Posted by Benjamin Gray on May 27, 2008
The last of the service packs for Windows XP (SP3) was released to manufacturing last month and to the Web on May 6 after a delay to fix compatibility with Dynamics Retail Management System (RMS). SP3 contains the usual rollup of all the fixes and patches along with several (mainly security) enhancements including black hole router detection and network access protection (NAP). Don’t expect any new features or new versions of Internet Explorer or Media Player, however, given that Microsoft has turned its focus to Windows Vista and subsequently "Windows 7."
As with any SP release, the Microsoft support forums were immediately flooded with some irate consumers. The most consistent complaint was of endless reboot cycles on AMD-powered machines. This error was quickly traced back to mistakes made on the part of HP that have still not been resolved. However, the majority of consumers and businesses alike should expect a non-event in upgrading.
What does this mean for IT ops professionals?

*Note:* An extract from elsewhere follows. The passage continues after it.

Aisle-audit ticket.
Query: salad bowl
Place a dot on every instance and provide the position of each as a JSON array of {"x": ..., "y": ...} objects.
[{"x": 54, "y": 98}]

It’s a no-brainer to make this relatively painless upgrade -- especially since independent studies are touting that SP3 adds up to a 10% performance boost in some applications and buys you support from Microsoft through April 2014. Quite honestly, we haven’t heard much from our user clients about SP3. We can’t help but assume it’s because the real focus has shifted to either Windows Vista or Windows 7, but it can also be attributed to the fact that this upgrade is essentially a non-event for most organizations.